For a few years when I was on the brink of adolescence, my family took a yearly trip to Bar Harbor Maine. These were magical days, when angst about my father’s health, and worries about bills all but disappeared. Disagreements were set aside and most of the time if a family could have a mood, mine had a good one. Almost every day, no matter the temperature or weather condition, we headed off to spend at least a few hours at Sand Beach, in Acadia National Park.
Each year, before stepping on the sand, I would kick off my flip-flops, place my bare feet for a moment on the scorching pavement, and face the beach with arms opened wide to breathe in the cool salt tinged scent that rode the air. The hair on my arms always lifted slightly in response to the sticky cool mist that landed there. This ritual contained feelings of excitement, anticipation, and fear.
According to the park service, the water temperature rarely reaches or exceeds 55 degrees, even at the height of summer and on the hottest of days. The beach itself, is made up of fine shell particles which are not all that soft, but are incredibly beautiful to look at, especially if you lie on your stomach in the water with the sun beating down on your back. The waves are not huge, but they are powerful, and loud.
My mission in life was to ride, explore, and survive the alluring surf – despite pounds of sand misdirected unkindly and with force into delicate parts of my body. The rocks surrounding the beach held equally wonderful mysteries and were a great distraction from numb limbs, blue lips, and skin etched pink by a million Brillo pads.
At the end of each beach session, I would return to the car drained of energy, with my heart (and often my head) pounding, sometimes scraped and raw, yet exhilarated beyond belief. Each night, I would write about these times in my journal with great detail, before shutting off the light and drifting off to sleep with a slight recurring vertigo, echoing the wave motions in my body. I considered that beach a friend, mentor, and confidant. Every year I looked forward to going back, so much so that I experienced a profound sense of loss the first year we were no longer able to go. In all the years since, I have I have continued to hold that beach in highest reverential regard as one of my first true loves.
What makes a child risk life, limb, and dignity to be pummeled and crashed down upon over and over, day after day, and year after year? And more, how did that child become the woman I am today, who has failed gloriously more times than it is possible to recount or recall, yet remains resilient and optimistic about life more days than not?
I was driving in the car pondering this question when the answer came softly in a whisper I had to strain to hear. It wasn’t personal. I immediately turned down the radio to listen closer. The surf at Sand Beach knew nothing of the intimate or sordid details of my life. IT WASN”T PERSONAL! I started to repeat it out-loud, over and over, until I burst out laughing.
The pounding was not an indictment or indication or carrier of anything remotely shameful, unjust, or untrue. It was simply the benefactor of lessons I was learning at the time that were way beyond my years. How could I have not known this all these years? That huge shift continued throughout the day as I tried on more painful failures clothed in that same understanding.

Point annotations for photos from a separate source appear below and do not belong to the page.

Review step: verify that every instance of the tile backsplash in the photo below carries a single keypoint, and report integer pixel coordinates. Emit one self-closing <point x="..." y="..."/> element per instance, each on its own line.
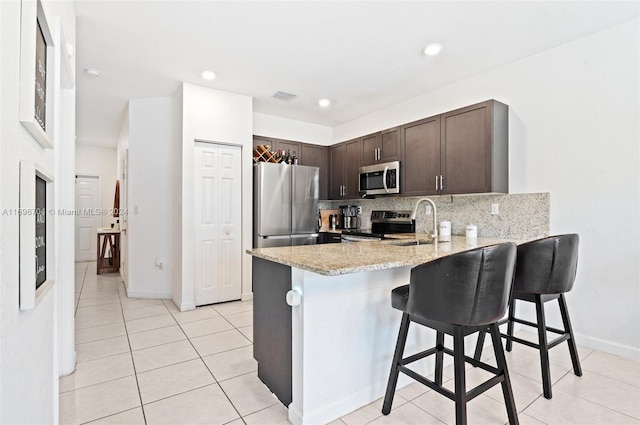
<point x="521" y="215"/>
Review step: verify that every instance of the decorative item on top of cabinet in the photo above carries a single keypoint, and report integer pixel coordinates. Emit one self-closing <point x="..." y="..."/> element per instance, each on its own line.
<point x="263" y="153"/>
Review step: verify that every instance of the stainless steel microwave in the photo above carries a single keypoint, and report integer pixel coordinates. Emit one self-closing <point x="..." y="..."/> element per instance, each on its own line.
<point x="380" y="179"/>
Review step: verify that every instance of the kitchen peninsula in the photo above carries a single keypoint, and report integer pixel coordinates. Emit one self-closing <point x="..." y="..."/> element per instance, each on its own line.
<point x="330" y="353"/>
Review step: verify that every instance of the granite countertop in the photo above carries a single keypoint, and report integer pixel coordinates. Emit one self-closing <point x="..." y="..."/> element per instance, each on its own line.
<point x="344" y="258"/>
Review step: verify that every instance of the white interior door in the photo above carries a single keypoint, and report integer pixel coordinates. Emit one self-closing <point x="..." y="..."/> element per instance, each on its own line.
<point x="88" y="202"/>
<point x="218" y="250"/>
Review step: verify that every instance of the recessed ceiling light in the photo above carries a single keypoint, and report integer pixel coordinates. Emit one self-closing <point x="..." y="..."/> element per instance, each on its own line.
<point x="208" y="75"/>
<point x="432" y="49"/>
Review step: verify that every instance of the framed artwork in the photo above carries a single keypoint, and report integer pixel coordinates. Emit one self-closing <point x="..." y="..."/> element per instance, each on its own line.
<point x="36" y="65"/>
<point x="36" y="233"/>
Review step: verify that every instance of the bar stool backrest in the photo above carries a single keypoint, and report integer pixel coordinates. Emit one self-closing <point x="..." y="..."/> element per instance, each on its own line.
<point x="470" y="288"/>
<point x="548" y="265"/>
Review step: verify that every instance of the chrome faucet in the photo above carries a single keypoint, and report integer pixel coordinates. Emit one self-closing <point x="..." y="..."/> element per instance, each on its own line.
<point x="434" y="235"/>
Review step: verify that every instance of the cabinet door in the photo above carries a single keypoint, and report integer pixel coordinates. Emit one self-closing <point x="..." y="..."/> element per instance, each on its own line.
<point x="370" y="146"/>
<point x="466" y="152"/>
<point x="353" y="160"/>
<point x="390" y="145"/>
<point x="421" y="157"/>
<point x="383" y="146"/>
<point x="316" y="156"/>
<point x="336" y="177"/>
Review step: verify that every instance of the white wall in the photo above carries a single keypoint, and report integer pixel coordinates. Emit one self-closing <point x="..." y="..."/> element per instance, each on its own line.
<point x="574" y="132"/>
<point x="122" y="152"/>
<point x="102" y="162"/>
<point x="221" y="117"/>
<point x="29" y="340"/>
<point x="149" y="197"/>
<point x="176" y="195"/>
<point x="288" y="129"/>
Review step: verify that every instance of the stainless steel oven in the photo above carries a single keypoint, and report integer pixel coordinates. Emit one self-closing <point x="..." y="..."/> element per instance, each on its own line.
<point x="380" y="179"/>
<point x="382" y="223"/>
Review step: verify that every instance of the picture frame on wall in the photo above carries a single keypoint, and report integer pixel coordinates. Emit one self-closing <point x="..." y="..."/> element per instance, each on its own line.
<point x="36" y="233"/>
<point x="36" y="73"/>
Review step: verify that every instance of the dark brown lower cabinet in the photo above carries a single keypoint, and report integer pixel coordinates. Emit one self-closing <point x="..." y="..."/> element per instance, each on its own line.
<point x="272" y="326"/>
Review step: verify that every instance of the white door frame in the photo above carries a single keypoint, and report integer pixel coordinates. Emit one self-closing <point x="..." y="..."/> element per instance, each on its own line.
<point x="97" y="218"/>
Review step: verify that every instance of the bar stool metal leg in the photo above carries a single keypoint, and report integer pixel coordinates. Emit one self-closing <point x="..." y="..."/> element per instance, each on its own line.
<point x="544" y="347"/>
<point x="397" y="357"/>
<point x="573" y="351"/>
<point x="512" y="316"/>
<point x="507" y="391"/>
<point x="459" y="379"/>
<point x="439" y="357"/>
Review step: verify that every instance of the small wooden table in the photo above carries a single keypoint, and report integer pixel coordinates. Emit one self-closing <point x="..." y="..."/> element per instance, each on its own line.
<point x="110" y="237"/>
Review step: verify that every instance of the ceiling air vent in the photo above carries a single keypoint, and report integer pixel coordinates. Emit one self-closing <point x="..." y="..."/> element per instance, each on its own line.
<point x="285" y="96"/>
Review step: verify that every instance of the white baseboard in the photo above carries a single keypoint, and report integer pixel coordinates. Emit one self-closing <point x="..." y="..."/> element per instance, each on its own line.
<point x="150" y="295"/>
<point x="185" y="306"/>
<point x="626" y="351"/>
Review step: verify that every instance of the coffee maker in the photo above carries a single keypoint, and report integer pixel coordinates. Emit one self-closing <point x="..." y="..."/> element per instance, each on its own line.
<point x="349" y="217"/>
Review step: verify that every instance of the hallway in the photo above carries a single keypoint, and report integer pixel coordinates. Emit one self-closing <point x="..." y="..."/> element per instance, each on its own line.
<point x="144" y="362"/>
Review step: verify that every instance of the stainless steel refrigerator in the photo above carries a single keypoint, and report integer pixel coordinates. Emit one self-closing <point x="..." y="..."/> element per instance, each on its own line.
<point x="285" y="205"/>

Are you kidding me? Even the MOST humiliating debilitating spectacularly painful failure – so I tried that one on too. YEP. Still true. It wasn’t personal and neither are any of the bad days with mom. Wow, I have always known, and said that I welcome failure as a lover and befriending it has helped me continue, but this? This is a huge foundational shift.

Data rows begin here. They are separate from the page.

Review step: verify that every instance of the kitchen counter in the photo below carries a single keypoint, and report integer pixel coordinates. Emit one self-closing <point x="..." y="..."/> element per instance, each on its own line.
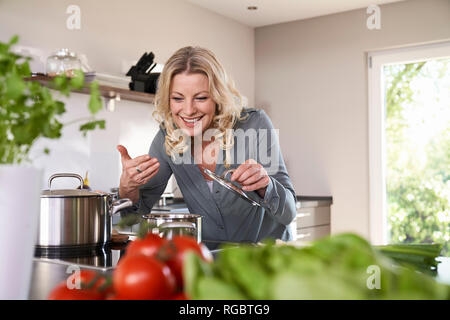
<point x="48" y="273"/>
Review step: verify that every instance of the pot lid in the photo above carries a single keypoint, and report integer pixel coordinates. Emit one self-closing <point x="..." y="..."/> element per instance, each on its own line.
<point x="70" y="193"/>
<point x="230" y="186"/>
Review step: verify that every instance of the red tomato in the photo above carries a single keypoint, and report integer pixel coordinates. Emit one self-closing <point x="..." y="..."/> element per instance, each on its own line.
<point x="148" y="246"/>
<point x="138" y="277"/>
<point x="176" y="250"/>
<point x="61" y="292"/>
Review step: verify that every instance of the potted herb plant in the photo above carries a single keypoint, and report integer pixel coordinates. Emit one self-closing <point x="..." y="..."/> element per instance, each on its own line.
<point x="28" y="111"/>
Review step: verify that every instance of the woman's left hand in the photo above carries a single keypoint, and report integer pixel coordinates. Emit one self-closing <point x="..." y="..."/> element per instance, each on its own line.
<point x="252" y="176"/>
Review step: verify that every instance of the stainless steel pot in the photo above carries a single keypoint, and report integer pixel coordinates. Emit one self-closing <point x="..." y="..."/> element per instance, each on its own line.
<point x="72" y="218"/>
<point x="169" y="224"/>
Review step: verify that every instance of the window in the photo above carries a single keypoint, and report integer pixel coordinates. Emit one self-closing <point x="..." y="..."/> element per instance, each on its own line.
<point x="409" y="143"/>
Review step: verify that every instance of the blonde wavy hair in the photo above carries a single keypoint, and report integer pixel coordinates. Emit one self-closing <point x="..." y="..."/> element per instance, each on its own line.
<point x="229" y="103"/>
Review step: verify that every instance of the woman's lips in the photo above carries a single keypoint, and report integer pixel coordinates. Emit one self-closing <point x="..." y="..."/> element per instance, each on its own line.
<point x="191" y="122"/>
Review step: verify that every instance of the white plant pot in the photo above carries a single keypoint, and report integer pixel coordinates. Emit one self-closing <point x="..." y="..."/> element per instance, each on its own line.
<point x="20" y="190"/>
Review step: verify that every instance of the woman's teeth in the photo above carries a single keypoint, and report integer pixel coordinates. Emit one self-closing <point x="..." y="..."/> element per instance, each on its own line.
<point x="193" y="120"/>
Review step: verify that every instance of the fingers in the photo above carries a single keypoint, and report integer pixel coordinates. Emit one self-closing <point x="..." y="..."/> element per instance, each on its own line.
<point x="151" y="175"/>
<point x="138" y="161"/>
<point x="241" y="169"/>
<point x="143" y="177"/>
<point x="251" y="175"/>
<point x="123" y="152"/>
<point x="259" y="185"/>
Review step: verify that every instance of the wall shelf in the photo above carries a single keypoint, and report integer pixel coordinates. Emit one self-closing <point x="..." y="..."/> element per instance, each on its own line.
<point x="107" y="92"/>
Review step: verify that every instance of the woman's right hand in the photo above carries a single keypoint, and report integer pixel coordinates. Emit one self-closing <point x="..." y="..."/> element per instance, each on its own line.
<point x="135" y="172"/>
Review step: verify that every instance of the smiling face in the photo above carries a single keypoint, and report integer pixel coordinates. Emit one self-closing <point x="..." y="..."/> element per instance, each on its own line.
<point x="191" y="103"/>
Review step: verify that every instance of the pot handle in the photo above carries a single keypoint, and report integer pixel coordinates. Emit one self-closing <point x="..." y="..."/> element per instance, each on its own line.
<point x="177" y="224"/>
<point x="67" y="175"/>
<point x="120" y="204"/>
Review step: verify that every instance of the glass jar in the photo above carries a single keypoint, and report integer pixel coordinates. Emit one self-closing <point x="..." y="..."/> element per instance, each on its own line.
<point x="63" y="62"/>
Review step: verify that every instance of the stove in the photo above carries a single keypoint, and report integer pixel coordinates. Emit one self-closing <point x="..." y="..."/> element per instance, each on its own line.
<point x="100" y="258"/>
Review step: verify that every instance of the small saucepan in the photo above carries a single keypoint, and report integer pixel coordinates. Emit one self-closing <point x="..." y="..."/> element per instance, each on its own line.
<point x="169" y="224"/>
<point x="76" y="218"/>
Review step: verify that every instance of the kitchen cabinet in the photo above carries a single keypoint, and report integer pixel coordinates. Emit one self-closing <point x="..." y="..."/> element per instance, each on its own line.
<point x="313" y="218"/>
<point x="108" y="92"/>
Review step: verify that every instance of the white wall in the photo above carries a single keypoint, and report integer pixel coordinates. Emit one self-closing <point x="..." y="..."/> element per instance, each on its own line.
<point x="311" y="77"/>
<point x="111" y="32"/>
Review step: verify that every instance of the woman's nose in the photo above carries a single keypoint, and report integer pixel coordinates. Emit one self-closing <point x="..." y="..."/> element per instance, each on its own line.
<point x="189" y="108"/>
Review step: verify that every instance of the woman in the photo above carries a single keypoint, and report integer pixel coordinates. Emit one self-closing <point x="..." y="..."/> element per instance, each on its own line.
<point x="202" y="122"/>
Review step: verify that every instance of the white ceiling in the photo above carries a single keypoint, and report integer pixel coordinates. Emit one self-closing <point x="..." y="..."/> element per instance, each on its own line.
<point x="278" y="11"/>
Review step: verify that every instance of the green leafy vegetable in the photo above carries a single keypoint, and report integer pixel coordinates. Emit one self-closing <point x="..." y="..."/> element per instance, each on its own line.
<point x="343" y="266"/>
<point x="27" y="109"/>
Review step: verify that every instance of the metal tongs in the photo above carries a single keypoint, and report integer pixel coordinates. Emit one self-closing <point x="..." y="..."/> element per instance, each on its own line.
<point x="222" y="180"/>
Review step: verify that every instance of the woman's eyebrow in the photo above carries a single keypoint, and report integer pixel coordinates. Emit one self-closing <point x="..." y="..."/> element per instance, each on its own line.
<point x="201" y="92"/>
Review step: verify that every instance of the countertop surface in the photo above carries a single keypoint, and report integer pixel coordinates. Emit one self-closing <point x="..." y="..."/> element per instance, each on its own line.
<point x="47" y="273"/>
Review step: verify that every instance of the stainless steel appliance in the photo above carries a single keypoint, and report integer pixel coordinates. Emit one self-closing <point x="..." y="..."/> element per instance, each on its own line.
<point x="169" y="224"/>
<point x="75" y="218"/>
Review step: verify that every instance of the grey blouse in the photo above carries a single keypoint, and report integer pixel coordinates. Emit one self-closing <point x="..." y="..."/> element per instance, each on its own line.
<point x="225" y="216"/>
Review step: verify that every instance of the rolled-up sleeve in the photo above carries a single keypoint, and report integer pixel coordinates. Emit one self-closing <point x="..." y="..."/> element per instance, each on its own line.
<point x="280" y="194"/>
<point x="150" y="193"/>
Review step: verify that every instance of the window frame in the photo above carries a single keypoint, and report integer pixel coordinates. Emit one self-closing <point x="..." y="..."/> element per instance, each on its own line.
<point x="378" y="231"/>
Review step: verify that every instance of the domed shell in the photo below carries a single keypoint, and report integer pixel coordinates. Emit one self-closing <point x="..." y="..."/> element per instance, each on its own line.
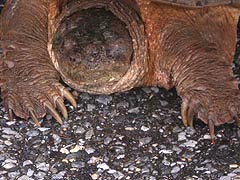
<point x="200" y="3"/>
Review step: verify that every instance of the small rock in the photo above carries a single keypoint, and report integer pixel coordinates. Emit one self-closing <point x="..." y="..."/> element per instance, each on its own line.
<point x="145" y="128"/>
<point x="27" y="162"/>
<point x="89" y="134"/>
<point x="94" y="176"/>
<point x="24" y="177"/>
<point x="103" y="166"/>
<point x="134" y="110"/>
<point x="176" y="169"/>
<point x="107" y="140"/>
<point x="64" y="151"/>
<point x="104" y="99"/>
<point x="145" y="140"/>
<point x="225" y="178"/>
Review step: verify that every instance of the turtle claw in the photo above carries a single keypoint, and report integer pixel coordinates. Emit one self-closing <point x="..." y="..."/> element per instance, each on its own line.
<point x="184" y="110"/>
<point x="238" y="122"/>
<point x="62" y="108"/>
<point x="51" y="110"/>
<point x="212" y="130"/>
<point x="34" y="118"/>
<point x="10" y="114"/>
<point x="65" y="93"/>
<point x="187" y="114"/>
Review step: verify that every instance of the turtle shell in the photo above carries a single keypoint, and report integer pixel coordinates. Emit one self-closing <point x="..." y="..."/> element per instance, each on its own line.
<point x="200" y="3"/>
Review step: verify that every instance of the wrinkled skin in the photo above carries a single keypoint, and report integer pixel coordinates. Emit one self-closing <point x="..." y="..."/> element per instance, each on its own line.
<point x="190" y="49"/>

I turned to my dictionary and spent a happy hour contemplating definitions about failure, success and their derivatives. I won’t bore you with all that, but what struck me was this; succeed – what one aims or wants to, lead to a desired result, from the latin – come close after. Um, sounds pretty intimate to me, and a far cry from how much of society perceives such notions.
Did you all really already know this and were just waiting for me to figure it out???? Well, we will certainly continue to explore this theme in posts to come. In the meantime, I would love to hear from some of you about your most spectacular failures and how they have caused you to ‘come close after’ to your true self.
Storm clouds, clear skies, sun showers, fog, wind, rain, hurricane, tsunami, flood, high tide and low, life continues. There is power hidden in the shame-free chamber of this miracle. Breathe in, breathe out, and know with all your heart that you too are enough.